Cumul des actions en justice du salarié et des élus - L’action des élus du personnel exercée dans le cadre de leur droit d’alerte afin de faire cesser la situation de harcèlement n’empêche pas le salarié concerné de saisir lui-même le juge par la suite pour demander la résiliation de son contrat de travail en raison de cette situation de harcèlement. En effet, ni le principe de l’autorité de la chose jugée (c. civ. 1355), ni celui de l’unicité de l’instance (encore applicable à l'époque des faits antérieurs au 1.08.2016) n'y font obstacle (cass. soc. 8 septembre 2021, n° 20-14011 FSB).

Preuve - La charge de la preuve et le rôle du juge dans la recherche de la preuve sont identiques à ceux applicables en cas de harcèlement moral*. Le juge doit ainsi :

-examiner l'ensemble des éléments présentés par le salarié, en prenant en compte les documents médicaux éventuellement produits ;

-apprécier si les faits matériellement établis, pris dans leur ensemble, permettent de présumer l'existence d'un harcèlement.
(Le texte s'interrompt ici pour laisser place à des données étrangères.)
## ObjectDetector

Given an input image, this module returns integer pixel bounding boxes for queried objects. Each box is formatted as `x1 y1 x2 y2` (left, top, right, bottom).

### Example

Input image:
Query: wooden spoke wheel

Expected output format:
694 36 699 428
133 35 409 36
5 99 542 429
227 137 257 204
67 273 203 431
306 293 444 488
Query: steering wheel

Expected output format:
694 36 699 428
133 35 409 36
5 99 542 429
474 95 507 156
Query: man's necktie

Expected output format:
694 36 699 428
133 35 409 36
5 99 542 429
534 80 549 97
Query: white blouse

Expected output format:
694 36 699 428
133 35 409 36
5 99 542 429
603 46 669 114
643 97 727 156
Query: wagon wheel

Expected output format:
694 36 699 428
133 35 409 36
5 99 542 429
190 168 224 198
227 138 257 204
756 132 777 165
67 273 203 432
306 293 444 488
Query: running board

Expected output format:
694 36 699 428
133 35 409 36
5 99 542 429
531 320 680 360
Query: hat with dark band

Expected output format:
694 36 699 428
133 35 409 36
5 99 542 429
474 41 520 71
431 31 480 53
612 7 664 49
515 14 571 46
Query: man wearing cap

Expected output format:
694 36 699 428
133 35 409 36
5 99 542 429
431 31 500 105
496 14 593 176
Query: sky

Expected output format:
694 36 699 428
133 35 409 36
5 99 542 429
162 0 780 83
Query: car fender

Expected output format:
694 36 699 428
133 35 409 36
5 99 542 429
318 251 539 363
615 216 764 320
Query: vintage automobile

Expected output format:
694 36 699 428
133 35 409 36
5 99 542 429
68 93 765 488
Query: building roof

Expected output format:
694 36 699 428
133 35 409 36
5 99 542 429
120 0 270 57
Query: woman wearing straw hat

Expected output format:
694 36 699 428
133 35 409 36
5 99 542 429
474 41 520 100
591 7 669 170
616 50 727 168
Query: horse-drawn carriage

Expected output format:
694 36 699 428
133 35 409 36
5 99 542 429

Pour établir la réalité des faits invoqués, le salarié peut notamment produire en justice les SMS qui lui ont été envoyés sur son téléphone portable (cass. soc. 23 mai 2007, n° 06-43209, BC V n° 85).

De leur côté, les juges doivent se pencher sur tous les éléments présentés par le salarié et ne doivent pas les apprécier de manière séparée.

Une salariée s’était fait confectionner par un chef d’atelier deux garde-corps à l’aide de rebuts de l’entreprise. L’employeur les avait alors licenciés pour faute grave, leur reprochant de ne pas avoir sollicité l’accord préalable de leur responsable. Devant les juges, les intéressés ont soutenu que ces licenciements constituaient en réalité des mesures de représailles dans un contexte de harcèlement sexuel : la salariée avait repoussé les avances de son supérieur hiérarchique, qui avait ensuite fait l’objet d’un avertissement, et elle avait reçu le soutien du chef d’atelier.

Dans cette affaire, les juges du fond n'avaient visiblement pas tenu compte de l’ensemble des éléments. S’agissant de la salariée, les juges ne pouvaient pas ignorer que son supérieur hiérarchique avait reconnu avoir été entreprenant à son égard et qu'il avait d'ailleurs fait l'objet d'un avertissement pour comportement inapproprié vis-à-vis de sa subordonnée. Quant au chef d’atelier, il aurait fallu vérifier si le licenciement ne constituait pas une mesure de représailles. La Cour de cassation en déduit que les juges du fond n’ont pas pris en considération tous les éléments présentés par la salariée (cass. soc. 8 juillet 2020, n° 18-23410 FSPB).

Prescription - Le salarié victime de harcèlement sexuel peut engager une action devant le conseil de prud’hommes, auquel cas l’action se prescrit par 5 ans (c. civ. art. 2224).

Devant le juge pénal, le harcèlement sexuel au travail étant un délit, le délai de prescription est de 3 ans (c. proc. pén. art. 8).